This blog post summarizes my open source experience, right from my very first open source contribution to getting selected for GSoC and completing my Google Summer of Code project!

alt text

About Me

I am Kishan Ved, an undergraduate student at the Indian Institute of Technology Gandhinagar (IIT Gandhinagar), India, in the department of Computer Science and Engineering. I spent the summer after my second year doing my Google Summer of Code 2024 project with the NumFOCUS organization (which serves as an umbrella organization for open source projects), which had Open Science Labs as a sub organization. The project I worked on is: PyDataStructs.

About PyDataStructs

PyDataStructs aims to be a Python package for various data structures in computer science. It also contains several algorithms including their parallel implementations. Everything is just a few calls away, and users don’t need to write any code from scratch. The APIs provided are consistent with each other, clean and easy to use. All implementations are well tested, 99% lines of code have already been tested by developers. PyDataStructs is the first well-designed library/package which covers most of the data structures and algorithms, with different backends like Python and C++.
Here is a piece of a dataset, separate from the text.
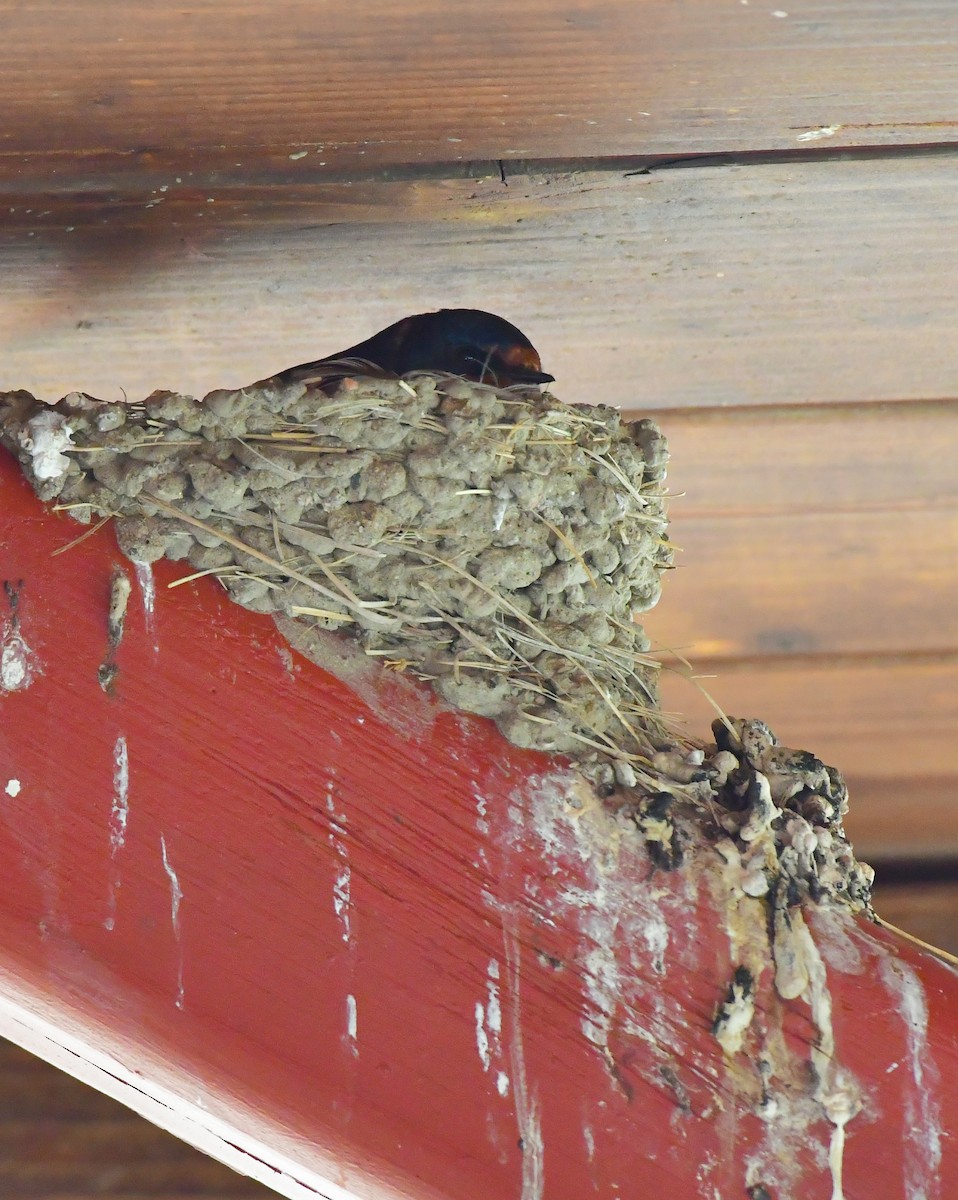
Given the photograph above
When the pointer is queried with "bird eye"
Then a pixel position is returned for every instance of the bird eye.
(480, 358)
My first contribution to open source

I began contributing to open source in December 2023, when I connected to a senior student at my university who had also done GSoC in 2023, with PyDataStructs. I was interested in the project that she did and hence I started exploring the codebase.

Finding a good first issue

I went to the issues tab on the repository’s github page and searched for good first issues. I noticed an issue that seemed doable: Implement Introsort. This involved implementing the sorting algorithm: Introsort in the Python backend. I had learned this as a part of my academic cousework, and hence, I was able to code this.

My first Pull Request

I started reading the README file and set up the repository locally and created the conda environment. Then I got to work. In a day, I was able to successfully create a PR (pull request) and open it on GitHub: Implemented Introsort. This PR was reviewed and changes were requested. Once I had done all of them and all the CI checks passed, it was merged. And that’s my first open souce contribution!

Pre-GSoC Phase

Next, I connected to the maintainer, Gagandeep Singh, and expressed my interest for contributing. He suggested that I contribute to more organizations, like: LFortran and LPython to maximize my chances for GSoC. These organizations also had Gagandeep Sir as the core maintainer and developer.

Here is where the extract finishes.